The interval variety of an interval class in a scale is the number of different interval qualities available for that interval class. For example, the interval class "fifth" in the diatonic scale has interval variety 2, because there are two sizes of fifths in that scale: 6 perfect fifths and 1 diminished fifth.

The concept of interval variety can be applied to all interval classes of a scale at once. Here are some such properties:

  • Highest interval variety (see also maximum variety)
  • Mean interval variety
  • Median interval variety
  • Lowest interval variety

In addition, strict variety scales, such as single-period MOS scales and trivalent scales, have the same interval variety for all interval classes (except the unison, which always trivially has interval variety 1).

It is crucial to remember that variety properties of a concrete scale and variety properties of an abstract scale word mean different things. Namely, if certain linear relations hold between step sizes, the abstract scale word may satisfy different variety properties than the concrete tuning of it. The modifier abstractly is used to emphasize that the variety property holds for the scale pattern represented by the scale, not merely or necessarily for the concrete scale. For example, the scale pattern 0102103012 is abstractly minimum variety 4, but (almost all) tunings of the pattern that satisfy 1 + 2 will be minimum variety 3. In other words, variety terms are overloaded and have different "types", namely ConcreteScale -> Boolean and AbstractScaleWord -> Boolean, depending on context.

Terminology

For abstract scale words, the standard academic counterpart to the xen term variety is the abelian complexity function of a word: a function ρab: NN where ρab(n) is the number of distinct sizes (abelianizations, living in a free abelian group over the step sizes) that length-n subwords can have in a word. The maximum variety (MV) of a scale is a way of quantifying how many different "flavors" of intervals there are in it. Scales with high maximum variety have many different intervals of similar size occuring at different places in the scale. Scales with low maximum variety may be easier for composers and listeners to understand, because there is more uniformity and consistence between different parts of the scale. In a low maximum variety scale, simply knowing how many scale steps an interval spans gives you a lot of information about the interval (by narrowing it down to a small set of choices).
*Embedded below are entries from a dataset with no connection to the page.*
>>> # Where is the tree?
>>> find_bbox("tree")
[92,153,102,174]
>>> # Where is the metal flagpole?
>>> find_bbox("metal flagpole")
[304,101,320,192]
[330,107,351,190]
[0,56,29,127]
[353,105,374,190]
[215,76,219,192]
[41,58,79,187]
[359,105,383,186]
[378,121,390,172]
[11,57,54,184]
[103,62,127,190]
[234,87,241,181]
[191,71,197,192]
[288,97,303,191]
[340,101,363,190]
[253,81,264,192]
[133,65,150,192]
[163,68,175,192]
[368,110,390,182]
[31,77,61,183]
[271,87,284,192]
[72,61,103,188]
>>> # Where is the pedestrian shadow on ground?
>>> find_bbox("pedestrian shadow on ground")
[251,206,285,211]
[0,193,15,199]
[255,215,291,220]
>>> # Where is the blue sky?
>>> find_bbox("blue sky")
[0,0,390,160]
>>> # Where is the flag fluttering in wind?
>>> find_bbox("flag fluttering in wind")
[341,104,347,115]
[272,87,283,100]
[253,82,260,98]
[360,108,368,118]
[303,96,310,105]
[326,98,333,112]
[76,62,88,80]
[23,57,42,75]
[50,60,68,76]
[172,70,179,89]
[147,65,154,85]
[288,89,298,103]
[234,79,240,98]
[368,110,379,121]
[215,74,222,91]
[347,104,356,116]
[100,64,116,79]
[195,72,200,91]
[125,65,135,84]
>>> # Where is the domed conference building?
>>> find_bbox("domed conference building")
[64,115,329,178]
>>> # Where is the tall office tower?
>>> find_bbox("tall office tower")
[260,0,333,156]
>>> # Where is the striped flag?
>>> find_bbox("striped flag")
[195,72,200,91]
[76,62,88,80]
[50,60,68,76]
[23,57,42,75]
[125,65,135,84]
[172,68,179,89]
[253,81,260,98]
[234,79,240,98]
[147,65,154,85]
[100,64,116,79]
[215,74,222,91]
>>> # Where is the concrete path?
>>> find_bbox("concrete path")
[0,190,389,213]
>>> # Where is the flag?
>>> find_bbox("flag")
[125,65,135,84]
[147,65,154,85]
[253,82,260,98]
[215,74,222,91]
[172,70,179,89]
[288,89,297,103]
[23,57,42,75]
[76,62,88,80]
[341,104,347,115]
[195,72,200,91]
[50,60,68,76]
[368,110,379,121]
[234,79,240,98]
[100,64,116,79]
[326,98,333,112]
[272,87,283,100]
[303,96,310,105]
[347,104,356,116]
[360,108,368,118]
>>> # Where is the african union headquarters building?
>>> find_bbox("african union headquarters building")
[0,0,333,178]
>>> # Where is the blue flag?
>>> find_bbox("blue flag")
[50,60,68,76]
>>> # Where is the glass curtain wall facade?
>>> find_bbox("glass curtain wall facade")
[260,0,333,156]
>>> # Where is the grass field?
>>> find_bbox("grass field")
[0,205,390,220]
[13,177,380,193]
An interval class is the set of all interval sizes of a scale which span a given number of steps. For example, in the diatonic scale, the 2-step class consists of the minor third and the major third, because those are the only intervals that are divided into 2 steps of the scale. The "variety" of an interval class is the number of different intervals in it. The maximum variety of a scale is simply the maximum variety of any interval class.

Any scale with all equal steps (such as an EDO) has maximum variety 1. All MOS scales have maximum variety 2. An example of a scale with high maximum variety is the harmonic series, because the steps get gradually smaller as you go up the scale, and none of them are equal.

Maximum variety 3 scales

The commonly discussed MOS property can be characterized as follows, as well as in other equivalent ways: Every set of (non-unison reduced) generic intervals has size at most 2. We can rephrase this as saying that the maximum variety of the scale is 2, or that the scale is maximum variety 2 (MV2). Maximum variety 3 (MV3) is the generalization of the MV2 characterization of the MOS property to ternary scales. Other characterizations of the MOS property, such as distributional evenness and having a generator, do not generalize to properties that are equivalent to MV3 in higher arities.

There is a theorem classifying all possible MV3 scales; see Ternary scale theorems.

Generating MV3 scales

Once you have chosen a rank-3 temperament and a specific generator interval, there is a mechanical procedure to generate all max-variety-3 scales of a certain size (of which there are, however, infinitely many).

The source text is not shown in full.